Dick

eaven


Il s'appelle Dominique. C'est lui qui le dit, son vrai nom personne ne le connait. Dominique, un nom hermaphrodite, commun, rien qui ne se remarque, rien qui ne se retienne. Au début ses nouveaux potes le nommaient toujours Dom, certains qui avaient compris son addiction lui balançaient du Dom'nique en se marrant. Puis un jour un gars qui lisait des BD d'outre-manche avait sorti Dique, Dick quoi, il avait expliqué aux autres, ça les avait fait s'esclaffer, alors c'était resté et lui, il en était fier.

Il n'est pas très grand, pas baraqué non plus. Mince presque maigre, il surveille son poids, ça tombe bien, moins tu manges, moins tu dépenses. Il faut qu'il reste sec, ça plait aux femmes même les grassouillettes, elles s'identifient ces molasses.

Son visage pourrait être une belle gueule, mais il a comme un rictus permanent qui s'accentue quand il parle. Entre le dégoût et le dédain. Une séquelle de paralysie virale ou un vilain gnon, c'est possible aussi, la castagne ne lui fait pas peur, il a souvent les nerfs. Les dents ne sont pas très nettes, on voit quelques caries. Il ne les fait pas soigner. Pas de pognon. Pas de numéro de sécurité sociale.

Il a les gestes saccadés, cassants des petites frappes, des postures de mauvais garçon, la classe de la pègre. Quand il marche dans la rue, quand il entre dans un bar, au premier coup d'œil tu vois à qui tu as à faire. Une dégaine interlope, un voyou qui essaie de se fondre dans la masse. Tu peux lui confier ton clébard pendant que tu vas te repoudrer mais pas si c'est un chien de race, tu es sûre de ne retrouver que le collier.

Ses parents habitent la grande banlieue, au nord de Paname. Il a toujours les deux, dans leur petit pavillon. Rien à en dire, pas de pittoresque, pas de roucoulements sur la petite maison du bonheur. C'est propre, c'est moche, c'est rangé.

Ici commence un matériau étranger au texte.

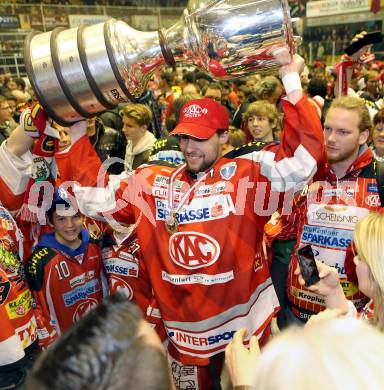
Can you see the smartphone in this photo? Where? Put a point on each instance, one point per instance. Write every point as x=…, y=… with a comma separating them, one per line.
x=369, y=39
x=307, y=265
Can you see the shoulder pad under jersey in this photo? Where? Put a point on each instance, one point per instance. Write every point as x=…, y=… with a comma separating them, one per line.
x=369, y=171
x=254, y=146
x=162, y=163
x=34, y=267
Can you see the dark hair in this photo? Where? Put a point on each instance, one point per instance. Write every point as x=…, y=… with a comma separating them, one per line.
x=103, y=351
x=168, y=77
x=189, y=77
x=379, y=117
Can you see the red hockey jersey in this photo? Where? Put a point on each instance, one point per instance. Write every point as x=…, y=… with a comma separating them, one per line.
x=210, y=277
x=326, y=219
x=66, y=284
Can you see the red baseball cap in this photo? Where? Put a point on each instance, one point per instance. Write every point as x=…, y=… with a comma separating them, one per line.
x=201, y=118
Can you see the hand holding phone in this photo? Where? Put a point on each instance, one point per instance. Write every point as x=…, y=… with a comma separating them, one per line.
x=307, y=264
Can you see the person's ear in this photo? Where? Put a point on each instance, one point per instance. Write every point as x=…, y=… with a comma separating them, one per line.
x=49, y=220
x=273, y=123
x=363, y=137
x=223, y=137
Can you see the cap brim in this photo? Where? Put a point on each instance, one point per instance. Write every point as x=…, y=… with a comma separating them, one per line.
x=193, y=130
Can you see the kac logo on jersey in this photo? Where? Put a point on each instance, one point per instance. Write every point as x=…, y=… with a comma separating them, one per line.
x=192, y=250
x=227, y=171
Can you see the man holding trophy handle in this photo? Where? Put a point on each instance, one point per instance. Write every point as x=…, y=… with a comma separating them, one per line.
x=200, y=225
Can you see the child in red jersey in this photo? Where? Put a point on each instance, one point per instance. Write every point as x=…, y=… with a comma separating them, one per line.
x=64, y=271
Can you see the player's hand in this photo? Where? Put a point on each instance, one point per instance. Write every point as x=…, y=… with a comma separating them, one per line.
x=241, y=361
x=329, y=279
x=296, y=65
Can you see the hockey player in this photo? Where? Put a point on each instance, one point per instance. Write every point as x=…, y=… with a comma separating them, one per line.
x=200, y=226
x=63, y=271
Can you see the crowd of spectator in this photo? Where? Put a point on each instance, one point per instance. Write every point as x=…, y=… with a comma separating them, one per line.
x=56, y=268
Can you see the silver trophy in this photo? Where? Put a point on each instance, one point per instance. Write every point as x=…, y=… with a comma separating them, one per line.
x=79, y=72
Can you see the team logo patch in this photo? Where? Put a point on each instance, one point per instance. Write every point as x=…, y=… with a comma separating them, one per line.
x=227, y=171
x=84, y=308
x=118, y=284
x=192, y=250
x=195, y=111
x=373, y=200
x=372, y=187
x=4, y=291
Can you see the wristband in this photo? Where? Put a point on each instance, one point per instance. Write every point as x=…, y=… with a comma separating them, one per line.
x=291, y=82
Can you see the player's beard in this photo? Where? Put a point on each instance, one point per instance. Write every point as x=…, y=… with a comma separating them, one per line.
x=204, y=162
x=342, y=155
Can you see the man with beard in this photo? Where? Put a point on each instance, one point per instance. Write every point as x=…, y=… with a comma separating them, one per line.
x=337, y=199
x=200, y=227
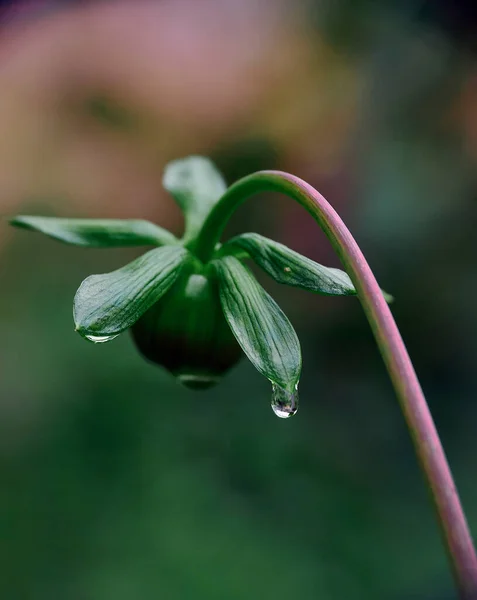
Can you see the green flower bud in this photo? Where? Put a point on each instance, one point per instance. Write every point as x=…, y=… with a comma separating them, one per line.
x=186, y=332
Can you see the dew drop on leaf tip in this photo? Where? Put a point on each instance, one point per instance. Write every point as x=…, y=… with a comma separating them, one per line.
x=284, y=403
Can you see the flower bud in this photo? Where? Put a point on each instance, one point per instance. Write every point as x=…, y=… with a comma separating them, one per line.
x=186, y=332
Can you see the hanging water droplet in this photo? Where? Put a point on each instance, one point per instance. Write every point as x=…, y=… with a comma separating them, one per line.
x=284, y=403
x=100, y=339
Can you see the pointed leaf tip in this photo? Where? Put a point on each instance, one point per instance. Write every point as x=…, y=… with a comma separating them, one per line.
x=261, y=328
x=289, y=267
x=196, y=185
x=108, y=304
x=100, y=233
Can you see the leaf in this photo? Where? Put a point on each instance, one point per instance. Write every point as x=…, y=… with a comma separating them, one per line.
x=196, y=185
x=106, y=305
x=261, y=328
x=104, y=233
x=289, y=267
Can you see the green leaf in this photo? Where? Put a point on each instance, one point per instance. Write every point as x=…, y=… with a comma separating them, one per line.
x=261, y=328
x=288, y=267
x=291, y=268
x=196, y=185
x=103, y=233
x=106, y=305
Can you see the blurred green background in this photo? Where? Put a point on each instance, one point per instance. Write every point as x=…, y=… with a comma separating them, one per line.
x=119, y=484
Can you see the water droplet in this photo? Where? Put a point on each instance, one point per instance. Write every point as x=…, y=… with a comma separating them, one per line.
x=284, y=403
x=100, y=339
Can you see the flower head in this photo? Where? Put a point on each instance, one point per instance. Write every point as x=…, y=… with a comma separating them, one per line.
x=194, y=317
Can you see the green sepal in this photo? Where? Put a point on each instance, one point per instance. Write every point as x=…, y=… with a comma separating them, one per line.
x=99, y=233
x=261, y=328
x=186, y=331
x=289, y=267
x=196, y=185
x=106, y=305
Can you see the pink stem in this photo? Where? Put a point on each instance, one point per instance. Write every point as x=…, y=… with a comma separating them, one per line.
x=426, y=441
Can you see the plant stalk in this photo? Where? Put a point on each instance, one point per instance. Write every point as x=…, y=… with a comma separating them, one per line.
x=429, y=450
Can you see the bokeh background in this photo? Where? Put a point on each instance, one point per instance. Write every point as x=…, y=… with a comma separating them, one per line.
x=119, y=484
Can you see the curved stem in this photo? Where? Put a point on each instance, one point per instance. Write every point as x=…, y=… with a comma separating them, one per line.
x=426, y=441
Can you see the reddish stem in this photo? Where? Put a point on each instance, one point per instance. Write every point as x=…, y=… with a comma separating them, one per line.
x=423, y=432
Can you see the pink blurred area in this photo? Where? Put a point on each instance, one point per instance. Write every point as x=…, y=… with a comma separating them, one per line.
x=185, y=76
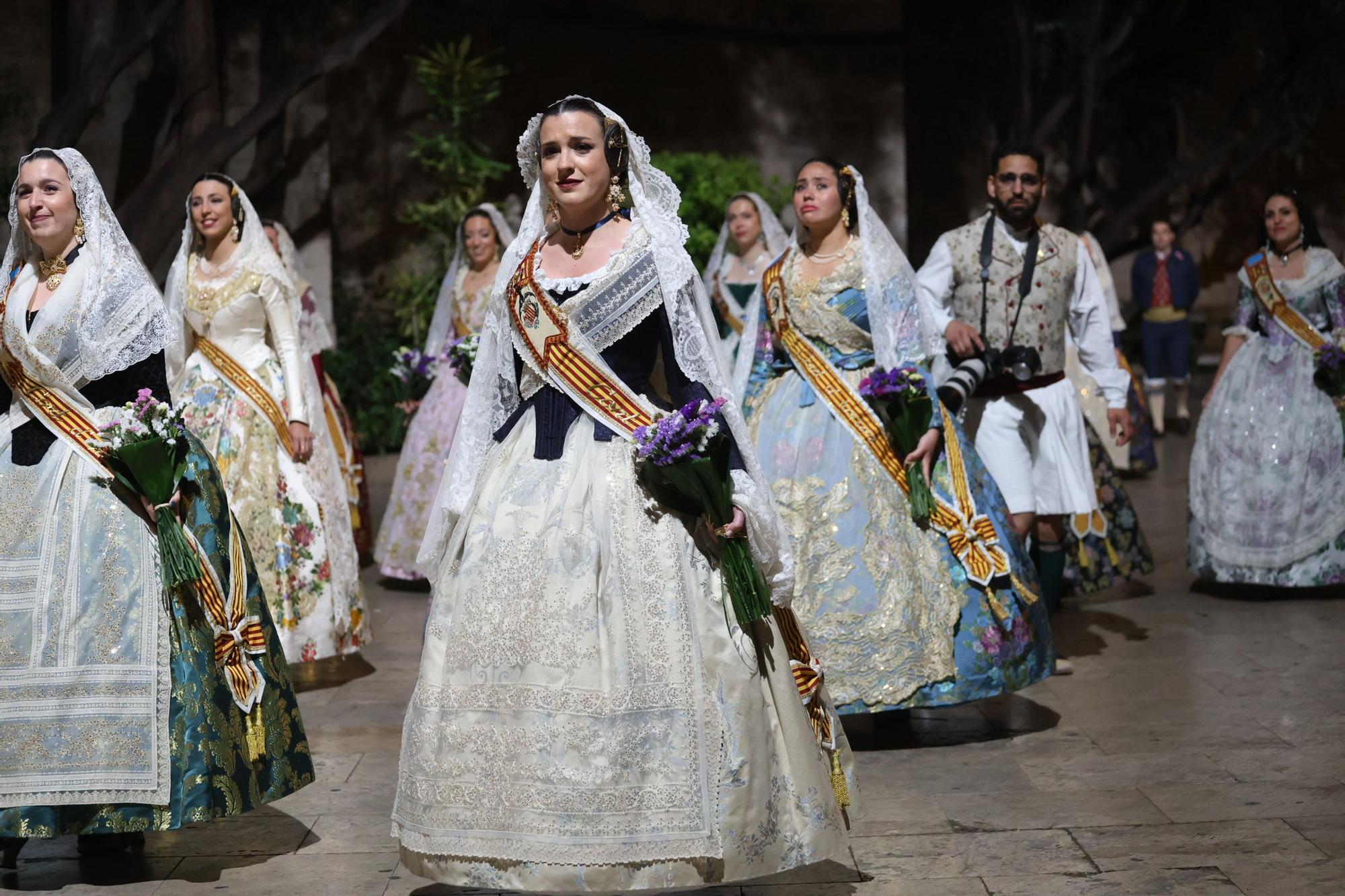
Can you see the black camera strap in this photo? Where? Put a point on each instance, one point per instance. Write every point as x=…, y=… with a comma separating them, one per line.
x=1030, y=266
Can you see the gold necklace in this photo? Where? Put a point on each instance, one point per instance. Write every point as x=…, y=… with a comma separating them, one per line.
x=57, y=267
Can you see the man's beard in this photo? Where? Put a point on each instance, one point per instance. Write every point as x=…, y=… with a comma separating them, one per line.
x=1019, y=217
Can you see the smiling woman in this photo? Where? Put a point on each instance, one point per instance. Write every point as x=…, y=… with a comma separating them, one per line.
x=118, y=715
x=255, y=401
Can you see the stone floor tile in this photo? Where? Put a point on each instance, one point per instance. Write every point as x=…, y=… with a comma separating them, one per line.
x=970, y=854
x=921, y=887
x=1050, y=809
x=1282, y=763
x=1179, y=881
x=345, y=797
x=933, y=772
x=1144, y=736
x=1247, y=799
x=1324, y=831
x=1195, y=845
x=252, y=834
x=1101, y=770
x=123, y=876
x=1308, y=879
x=330, y=874
x=350, y=833
x=888, y=811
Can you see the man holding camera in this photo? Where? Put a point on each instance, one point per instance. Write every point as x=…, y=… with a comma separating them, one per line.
x=1005, y=290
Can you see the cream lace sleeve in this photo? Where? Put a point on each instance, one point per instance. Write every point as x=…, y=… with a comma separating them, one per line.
x=286, y=341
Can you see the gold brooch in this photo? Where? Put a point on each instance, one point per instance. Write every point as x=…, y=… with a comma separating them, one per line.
x=52, y=271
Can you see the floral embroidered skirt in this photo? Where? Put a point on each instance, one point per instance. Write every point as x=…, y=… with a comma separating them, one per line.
x=887, y=604
x=223, y=762
x=419, y=471
x=315, y=595
x=587, y=719
x=1109, y=546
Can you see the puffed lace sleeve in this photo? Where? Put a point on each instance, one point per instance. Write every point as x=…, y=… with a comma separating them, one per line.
x=284, y=338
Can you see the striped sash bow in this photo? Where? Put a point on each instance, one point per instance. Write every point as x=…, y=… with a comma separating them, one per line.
x=1285, y=314
x=970, y=534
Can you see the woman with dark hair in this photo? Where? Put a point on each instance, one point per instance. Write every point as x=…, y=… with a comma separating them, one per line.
x=1269, y=463
x=588, y=716
x=122, y=709
x=254, y=399
x=905, y=615
x=482, y=237
x=750, y=240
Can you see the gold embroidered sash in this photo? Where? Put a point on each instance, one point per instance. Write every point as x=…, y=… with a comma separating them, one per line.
x=972, y=534
x=1291, y=318
x=548, y=343
x=243, y=381
x=227, y=619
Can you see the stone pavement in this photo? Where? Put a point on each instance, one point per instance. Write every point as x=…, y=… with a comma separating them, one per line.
x=1198, y=751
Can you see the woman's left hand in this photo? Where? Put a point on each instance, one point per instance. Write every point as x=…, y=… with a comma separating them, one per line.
x=736, y=528
x=303, y=440
x=927, y=451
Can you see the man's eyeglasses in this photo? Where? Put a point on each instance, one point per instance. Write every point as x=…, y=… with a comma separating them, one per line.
x=1027, y=179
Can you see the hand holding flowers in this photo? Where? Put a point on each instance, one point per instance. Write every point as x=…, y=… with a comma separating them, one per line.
x=685, y=466
x=902, y=401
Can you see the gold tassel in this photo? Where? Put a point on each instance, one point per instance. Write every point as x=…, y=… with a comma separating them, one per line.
x=839, y=783
x=256, y=735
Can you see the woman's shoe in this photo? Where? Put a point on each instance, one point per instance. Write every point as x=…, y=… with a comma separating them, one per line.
x=10, y=848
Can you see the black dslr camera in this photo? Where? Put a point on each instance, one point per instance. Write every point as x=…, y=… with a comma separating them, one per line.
x=1020, y=362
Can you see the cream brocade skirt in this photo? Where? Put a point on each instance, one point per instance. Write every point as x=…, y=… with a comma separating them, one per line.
x=314, y=594
x=584, y=719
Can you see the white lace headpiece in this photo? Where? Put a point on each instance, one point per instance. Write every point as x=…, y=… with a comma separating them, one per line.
x=903, y=331
x=443, y=319
x=122, y=315
x=315, y=334
x=255, y=253
x=773, y=233
x=494, y=392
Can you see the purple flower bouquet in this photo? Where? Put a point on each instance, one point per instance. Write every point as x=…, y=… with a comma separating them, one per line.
x=146, y=447
x=685, y=466
x=1330, y=376
x=903, y=404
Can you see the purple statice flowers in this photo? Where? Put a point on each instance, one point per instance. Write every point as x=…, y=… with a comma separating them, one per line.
x=683, y=435
x=892, y=384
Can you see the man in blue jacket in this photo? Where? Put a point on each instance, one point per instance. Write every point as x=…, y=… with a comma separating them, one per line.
x=1164, y=283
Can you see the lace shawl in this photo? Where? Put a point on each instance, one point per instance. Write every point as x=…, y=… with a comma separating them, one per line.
x=494, y=395
x=446, y=307
x=122, y=315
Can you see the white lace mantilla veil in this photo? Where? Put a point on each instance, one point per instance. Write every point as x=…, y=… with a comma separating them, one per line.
x=773, y=231
x=122, y=317
x=443, y=321
x=494, y=393
x=256, y=255
x=903, y=330
x=315, y=334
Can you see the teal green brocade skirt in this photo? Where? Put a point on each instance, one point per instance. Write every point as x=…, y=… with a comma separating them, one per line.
x=215, y=770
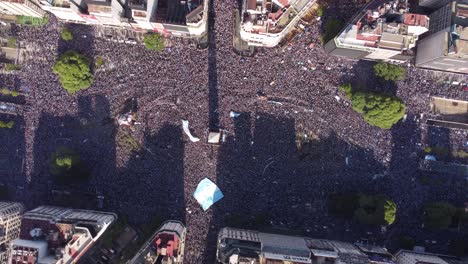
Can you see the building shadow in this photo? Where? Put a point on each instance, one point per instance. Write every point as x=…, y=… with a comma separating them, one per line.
x=272, y=185
x=83, y=42
x=402, y=181
x=151, y=185
x=90, y=133
x=212, y=70
x=12, y=159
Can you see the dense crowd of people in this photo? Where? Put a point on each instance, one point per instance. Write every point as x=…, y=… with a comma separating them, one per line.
x=281, y=94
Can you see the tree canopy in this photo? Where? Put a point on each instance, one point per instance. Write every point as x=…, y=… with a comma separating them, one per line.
x=439, y=215
x=153, y=41
x=379, y=110
x=67, y=167
x=73, y=71
x=375, y=210
x=66, y=34
x=389, y=72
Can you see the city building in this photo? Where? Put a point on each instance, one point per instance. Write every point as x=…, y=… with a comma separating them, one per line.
x=446, y=48
x=433, y=4
x=165, y=246
x=55, y=235
x=10, y=221
x=21, y=8
x=383, y=30
x=183, y=18
x=266, y=22
x=246, y=246
x=449, y=113
x=413, y=257
x=177, y=18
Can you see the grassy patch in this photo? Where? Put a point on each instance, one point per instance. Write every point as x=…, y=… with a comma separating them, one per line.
x=126, y=141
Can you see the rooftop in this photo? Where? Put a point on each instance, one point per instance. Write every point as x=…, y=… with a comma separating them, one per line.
x=385, y=25
x=458, y=37
x=166, y=243
x=175, y=12
x=58, y=235
x=262, y=16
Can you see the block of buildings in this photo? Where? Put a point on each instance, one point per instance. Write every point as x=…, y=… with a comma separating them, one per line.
x=383, y=30
x=266, y=22
x=10, y=221
x=449, y=113
x=412, y=257
x=247, y=246
x=179, y=18
x=165, y=246
x=21, y=8
x=446, y=48
x=433, y=4
x=55, y=235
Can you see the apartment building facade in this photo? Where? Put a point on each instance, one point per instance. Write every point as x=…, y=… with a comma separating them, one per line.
x=56, y=235
x=180, y=18
x=383, y=30
x=247, y=246
x=446, y=48
x=165, y=246
x=10, y=222
x=265, y=23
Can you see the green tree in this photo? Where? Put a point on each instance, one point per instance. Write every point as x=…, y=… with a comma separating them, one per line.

Le père vendait de la mercerie sur les marchés du département. La mère s'occupait de son intérieur, de lui et de sa sœur. Ce n'est pas avec ce genre de moyens qu'on élève deux gosses et qu'on se paye une maison, même petite, même dans l'Oise. Alors évidemment, le père Marcel trafiquait un peu. Sur les marchés on savait qu'on pouvait lui passer commande. D'une semaine à l'autre, on avait presque tout ce qu'on voulait : une Tank de Cartier, un cabochon de Boucheron, un flingue, une robe Dior. Tout était possible au tiers du prix. Le père Marcel avait ses adresses et ne plaignait pas ses allers retours à la capitale.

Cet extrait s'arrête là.